First, we define the spatio-temporal parameters of the map with tag_set_map().

tag <- tag_set_map(
  tag,
  extent = c(-18, 23, 0, 50),
  scale = 2,
  known = data.frame(
    stap_id = c(1, -1),
    known_lon = 7.27,
    known_lat = 46.19
  )
)

This reference map is normally computed automatically inside geomag_map(), but we show it explicitly here for clarity.

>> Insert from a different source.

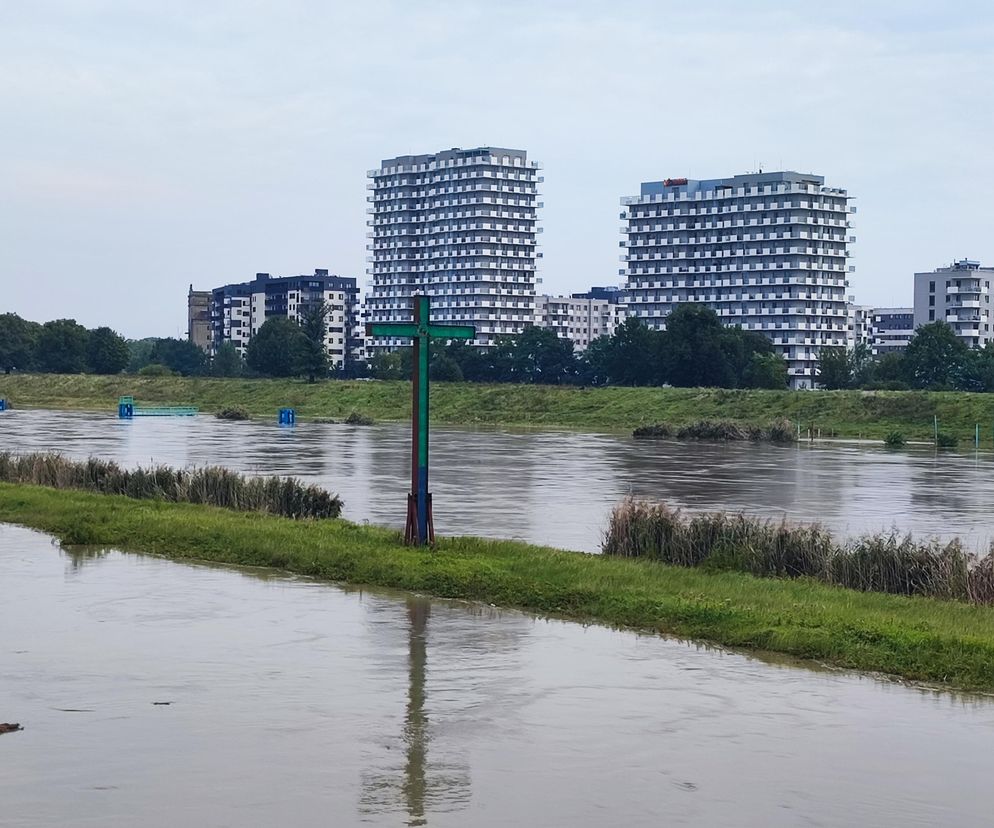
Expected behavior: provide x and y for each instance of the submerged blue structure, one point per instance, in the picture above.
(126, 410)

ref_map = geomag_map_ref(tag)
ref_map_df <- terra::as.data.frame(ref_map$intensity, xy = TRUE)
names(ref_map_df)[3] <- "intensity"
world <- map_data("world")

ggplot(ref_map_df, aes(x = x, y = y, fill = intensity)) +
  geom_raster(interpolate = TRUE) +
  geom_path(
    data = world,
    aes(long, lat, group = group),
    color = "white",
    linewidth = 0.25,
    inherit.aes = FALSE
  ) +
  coord_quickmap(xlim = c(-18, 23), ylim = c(0, 50), expand = FALSE) +
  scale_fill_viridis_c(option = "C", name = "Intensity") +
  labs(x = NULL, y = NULL) +
  theme_minimal(base_size = 11) +
  theme(
    panel.grid = element_blank(),
    legend.position = "right"
  )

The likelihood computation requires four standard deviations that control the expected measurement error and uncertainty.

tag <- geomag_map(
  tag,
  compute_known = FALSE,
  sd_e_f = 0.009,
  sd_e_i = 2.6,
  sd_m_f = 0.014,
  sd_m_i = 3.5,
  ref_map = ref_map
)

The result is a spatial likelihood surface for each stationary period.

plot(tag, "map_magnetic_intensity")

We can also add a water mask, here just as an example for inclination.

if (requireNamespace("rnaturalearth", quietly = TRUE)) {
  tag$map_magnetic_inclination <- map_add_mask_water(
    tag$map_magnetic_inclination
  )
}
plot(tag, "map_magnetic_inclination")

6. What this workflow gives you

At this point, the tag object contains calibrated magnetic data, a magnetic likelihood map, and all the metadata needed to continue into a GeoPressureR workflow.

The same pattern can be adapted to a real deployment by replacing the bundled sample tag with your own GeoPressureR tag object and changing the map extent to match the study region.